In the 1880s, construction on the Statehouse was slowed by contractor disputes, lawsuits, and difficulties moving the huge slabs of limestone. Contractors Howard & Denig from Columbus, Ohio, completed the stone construction of the dome in 1883. That year, the contracts for electrical wiring were awarded for the chandeliers and wall sconces. However, Indianapolis' new electric plant did not yet have sufficient power to bring electricity to the building, so the light fixtures were at first lit with natural gas.
In addition to using Indiana materials in building construction, the contractors and architects employed local artisans as subcontractors whenever possible. Indianapolis boasted a large community of metalworkers, plasterers, and decorative artists in the nineteenth century. Often these people were relatively newly arrived immigrants from Germany, Italy, or Slovenia.
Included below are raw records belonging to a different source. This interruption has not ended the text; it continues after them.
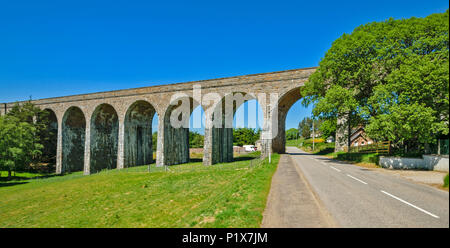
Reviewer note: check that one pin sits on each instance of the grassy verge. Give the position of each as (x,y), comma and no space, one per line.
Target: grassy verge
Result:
(211,197)
(446,181)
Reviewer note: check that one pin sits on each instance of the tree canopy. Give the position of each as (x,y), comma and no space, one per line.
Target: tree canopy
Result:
(22,135)
(391,76)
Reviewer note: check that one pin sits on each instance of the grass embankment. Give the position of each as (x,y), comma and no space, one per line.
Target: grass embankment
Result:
(190,195)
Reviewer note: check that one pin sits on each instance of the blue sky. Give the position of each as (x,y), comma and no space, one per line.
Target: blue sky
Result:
(57,48)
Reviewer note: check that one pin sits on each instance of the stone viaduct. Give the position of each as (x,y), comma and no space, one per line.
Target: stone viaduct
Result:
(114,129)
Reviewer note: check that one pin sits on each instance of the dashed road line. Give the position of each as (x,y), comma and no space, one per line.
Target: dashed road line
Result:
(361,181)
(410,204)
(334,168)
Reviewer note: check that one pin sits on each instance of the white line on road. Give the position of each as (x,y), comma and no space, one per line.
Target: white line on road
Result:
(334,168)
(416,207)
(361,181)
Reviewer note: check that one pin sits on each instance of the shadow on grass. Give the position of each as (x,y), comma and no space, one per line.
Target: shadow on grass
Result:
(325,151)
(195,160)
(242,158)
(2,184)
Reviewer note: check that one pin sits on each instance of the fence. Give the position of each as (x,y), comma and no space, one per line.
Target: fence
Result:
(377,147)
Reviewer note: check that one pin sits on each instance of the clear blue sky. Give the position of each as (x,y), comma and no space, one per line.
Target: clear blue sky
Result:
(57,48)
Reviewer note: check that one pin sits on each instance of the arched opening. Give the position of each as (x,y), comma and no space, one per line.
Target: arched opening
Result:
(49,138)
(138,146)
(73,140)
(104,138)
(196,134)
(285,103)
(241,120)
(176,131)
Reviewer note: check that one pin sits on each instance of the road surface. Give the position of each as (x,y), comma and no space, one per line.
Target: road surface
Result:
(359,197)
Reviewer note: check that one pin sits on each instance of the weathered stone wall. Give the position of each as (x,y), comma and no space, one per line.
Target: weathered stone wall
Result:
(138,134)
(73,140)
(104,138)
(108,134)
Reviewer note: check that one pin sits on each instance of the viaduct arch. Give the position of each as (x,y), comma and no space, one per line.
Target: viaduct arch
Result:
(113,129)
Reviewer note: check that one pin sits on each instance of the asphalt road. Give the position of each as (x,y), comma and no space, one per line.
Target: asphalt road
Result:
(359,197)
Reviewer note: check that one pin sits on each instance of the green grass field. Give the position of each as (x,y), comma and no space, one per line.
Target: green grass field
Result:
(189,195)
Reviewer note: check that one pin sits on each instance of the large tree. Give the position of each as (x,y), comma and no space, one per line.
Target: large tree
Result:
(19,144)
(391,76)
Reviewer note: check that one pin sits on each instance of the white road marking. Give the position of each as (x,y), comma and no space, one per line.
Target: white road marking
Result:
(416,207)
(361,181)
(334,168)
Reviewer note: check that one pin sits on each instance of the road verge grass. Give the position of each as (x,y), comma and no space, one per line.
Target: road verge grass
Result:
(208,197)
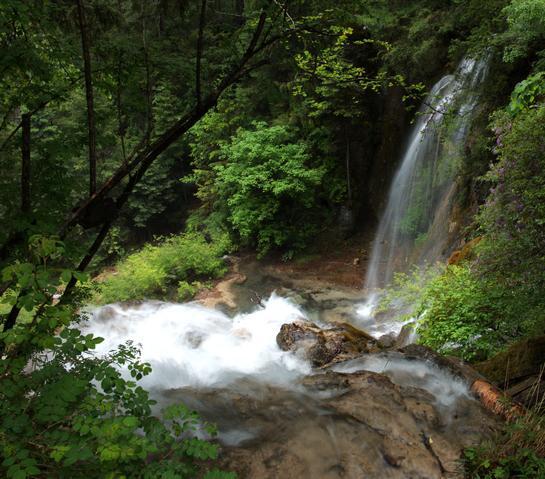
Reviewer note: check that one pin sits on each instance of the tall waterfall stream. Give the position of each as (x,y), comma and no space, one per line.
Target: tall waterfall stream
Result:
(386,414)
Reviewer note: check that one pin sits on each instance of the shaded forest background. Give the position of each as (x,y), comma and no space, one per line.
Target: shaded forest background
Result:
(184,130)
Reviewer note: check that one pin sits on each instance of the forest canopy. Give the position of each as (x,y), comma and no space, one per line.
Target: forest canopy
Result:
(158,136)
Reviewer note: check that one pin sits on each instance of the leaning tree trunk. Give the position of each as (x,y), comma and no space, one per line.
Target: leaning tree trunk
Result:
(25,164)
(89,98)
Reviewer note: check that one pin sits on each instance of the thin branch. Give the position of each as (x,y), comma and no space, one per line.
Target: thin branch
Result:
(89,98)
(198,87)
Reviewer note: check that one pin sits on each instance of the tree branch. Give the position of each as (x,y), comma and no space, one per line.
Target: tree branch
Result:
(198,88)
(89,98)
The local firm Mueller and Bahl earned $1,440 for carving the six gables on the building's exterior; Haugh, Ketcham and Company Ironworks, from which the Indianapolis suburb Haughville took its name, made the original lamp posts around the building; and Guido Presser and Frank Fertig painted some of the interior frescoes.
Although no women artisans are known to have worked on the construction of the building, an Indiana woman was the model for the statue of Justice, one of eight marble statues located in the rotunda. Alexander Doyle carved the statues "of heroic size" from Italian marble. He gave seven of them classic Roman features. The eighth he modeled from the likeness of the wife of an Indiana judge.
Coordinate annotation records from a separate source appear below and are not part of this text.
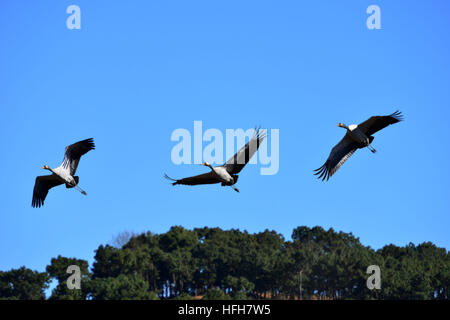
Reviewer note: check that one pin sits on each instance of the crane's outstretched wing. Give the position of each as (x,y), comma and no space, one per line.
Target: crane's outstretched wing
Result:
(74,152)
(236,163)
(376,123)
(338,155)
(41,187)
(206,178)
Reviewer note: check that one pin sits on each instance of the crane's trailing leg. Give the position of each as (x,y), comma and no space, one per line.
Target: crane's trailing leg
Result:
(81,190)
(372,149)
(235,189)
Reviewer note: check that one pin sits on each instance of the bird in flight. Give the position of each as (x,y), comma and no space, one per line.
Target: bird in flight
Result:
(358,136)
(64,174)
(226,174)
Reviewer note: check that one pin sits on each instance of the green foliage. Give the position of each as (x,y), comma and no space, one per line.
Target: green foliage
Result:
(58,270)
(230,264)
(122,287)
(23,284)
(216,294)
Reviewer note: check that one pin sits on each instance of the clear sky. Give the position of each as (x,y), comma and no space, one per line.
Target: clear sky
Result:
(138,70)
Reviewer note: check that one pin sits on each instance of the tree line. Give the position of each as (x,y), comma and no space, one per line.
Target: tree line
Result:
(212,263)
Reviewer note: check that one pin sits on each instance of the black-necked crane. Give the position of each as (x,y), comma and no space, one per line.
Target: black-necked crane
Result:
(226,174)
(64,174)
(357,137)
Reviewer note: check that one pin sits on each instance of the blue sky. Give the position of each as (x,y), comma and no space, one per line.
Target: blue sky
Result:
(138,70)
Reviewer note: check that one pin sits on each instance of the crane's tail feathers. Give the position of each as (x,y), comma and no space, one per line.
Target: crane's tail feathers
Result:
(397,115)
(171,179)
(323,173)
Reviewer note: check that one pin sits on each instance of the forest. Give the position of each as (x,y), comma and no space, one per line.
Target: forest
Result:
(211,263)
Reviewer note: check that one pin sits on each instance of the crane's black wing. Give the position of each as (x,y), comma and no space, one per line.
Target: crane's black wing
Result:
(206,178)
(236,163)
(74,152)
(376,123)
(338,155)
(41,187)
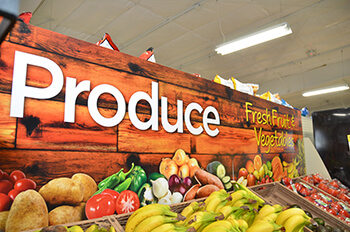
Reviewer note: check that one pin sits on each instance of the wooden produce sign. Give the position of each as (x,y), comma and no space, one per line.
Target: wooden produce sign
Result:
(69,106)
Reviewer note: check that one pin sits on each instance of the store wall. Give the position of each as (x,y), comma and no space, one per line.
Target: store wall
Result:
(58,135)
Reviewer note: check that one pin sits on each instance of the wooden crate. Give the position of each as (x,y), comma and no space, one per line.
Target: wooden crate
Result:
(276,193)
(105,222)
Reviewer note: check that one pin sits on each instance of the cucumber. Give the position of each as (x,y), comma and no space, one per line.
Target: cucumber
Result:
(226,179)
(216,168)
(228,186)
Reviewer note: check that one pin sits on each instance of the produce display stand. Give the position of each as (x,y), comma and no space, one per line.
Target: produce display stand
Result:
(104,222)
(276,193)
(69,106)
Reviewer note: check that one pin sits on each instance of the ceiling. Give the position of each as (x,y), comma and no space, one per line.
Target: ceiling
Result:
(185,33)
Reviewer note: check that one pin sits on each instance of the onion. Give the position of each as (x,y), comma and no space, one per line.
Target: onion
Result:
(181,189)
(187,182)
(174,181)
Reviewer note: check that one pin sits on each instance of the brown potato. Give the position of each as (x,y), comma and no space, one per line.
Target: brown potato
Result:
(62,191)
(206,190)
(90,186)
(3,218)
(81,210)
(203,177)
(28,211)
(64,214)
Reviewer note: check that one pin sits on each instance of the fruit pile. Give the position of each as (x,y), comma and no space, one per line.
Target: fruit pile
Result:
(239,211)
(333,187)
(334,207)
(77,228)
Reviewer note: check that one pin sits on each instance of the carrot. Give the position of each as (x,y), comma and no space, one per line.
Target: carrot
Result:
(191,193)
(206,190)
(203,177)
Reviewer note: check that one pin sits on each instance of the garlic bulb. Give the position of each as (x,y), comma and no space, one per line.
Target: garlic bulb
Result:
(176,198)
(160,187)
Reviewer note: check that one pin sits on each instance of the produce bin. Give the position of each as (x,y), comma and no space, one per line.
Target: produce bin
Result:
(106,221)
(276,193)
The building was not yet finished when the 1887 legislative session began. The General Assembly held its first meetings in the new Statehouse while it was still a work in progress. The sounds of construction may have distracted lawmakers, but they were likely pleased when the building was finished the following year within budget, at just under $2 million.
In the near-decade during which the Statehouse was under construction, Indianapolis underwent many changes. In 1878 the state's first telephone company was organized in the city. By 1880 the population of Indianapolis was 75,056; the first Chinese immigrants (ten men) had arrived, and African Americans constituted 8 percent of the total population. There were 211 miles of streets, paved and unpaved, and 40 miles of those streets were illuminated with gas streetlights.
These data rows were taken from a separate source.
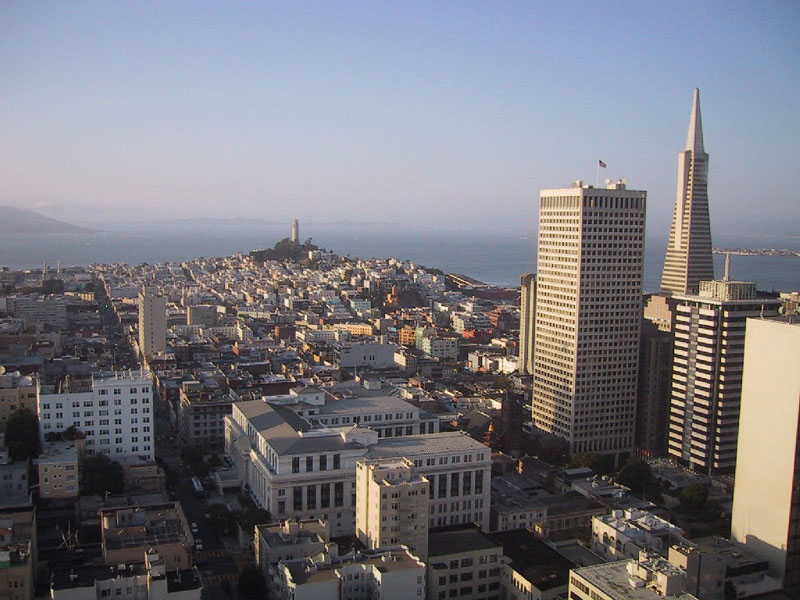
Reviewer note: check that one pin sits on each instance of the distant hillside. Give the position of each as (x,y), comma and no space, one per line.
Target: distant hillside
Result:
(17,220)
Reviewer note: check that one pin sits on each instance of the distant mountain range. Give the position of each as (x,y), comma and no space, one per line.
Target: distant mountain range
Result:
(17,220)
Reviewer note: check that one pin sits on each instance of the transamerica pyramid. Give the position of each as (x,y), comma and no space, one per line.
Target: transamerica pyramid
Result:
(689,258)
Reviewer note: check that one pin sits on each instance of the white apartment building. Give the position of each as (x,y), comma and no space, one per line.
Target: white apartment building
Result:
(152,322)
(16,391)
(114,410)
(294,470)
(392,505)
(766,506)
(294,465)
(588,311)
(707,371)
(458,469)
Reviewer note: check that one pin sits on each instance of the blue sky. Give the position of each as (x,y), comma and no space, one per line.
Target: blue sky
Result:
(452,113)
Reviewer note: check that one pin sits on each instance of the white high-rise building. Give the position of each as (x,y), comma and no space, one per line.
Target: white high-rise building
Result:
(113,410)
(766,503)
(588,311)
(152,322)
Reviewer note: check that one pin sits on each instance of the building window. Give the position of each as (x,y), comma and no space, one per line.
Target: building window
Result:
(325,495)
(338,494)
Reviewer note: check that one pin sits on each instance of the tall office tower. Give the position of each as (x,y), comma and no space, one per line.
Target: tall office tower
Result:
(655,375)
(152,322)
(588,312)
(392,505)
(766,502)
(689,258)
(527,306)
(707,371)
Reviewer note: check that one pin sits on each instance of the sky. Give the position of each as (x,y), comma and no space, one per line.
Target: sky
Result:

By 1888 Hoosiers could look with pride on their new Statehouse. Its completion came at an opportune time. In that year Indiana was thrust into the national spotlight with the election of Indianapolis attorney Benjamin Harrison as president of the United States. As counties in Indiana built new courthouses and other states in the Union constructed new capitol buildings, Hoosiers could point to their Statehouse as an example of how a modern state had made a public space both beautiful and practical.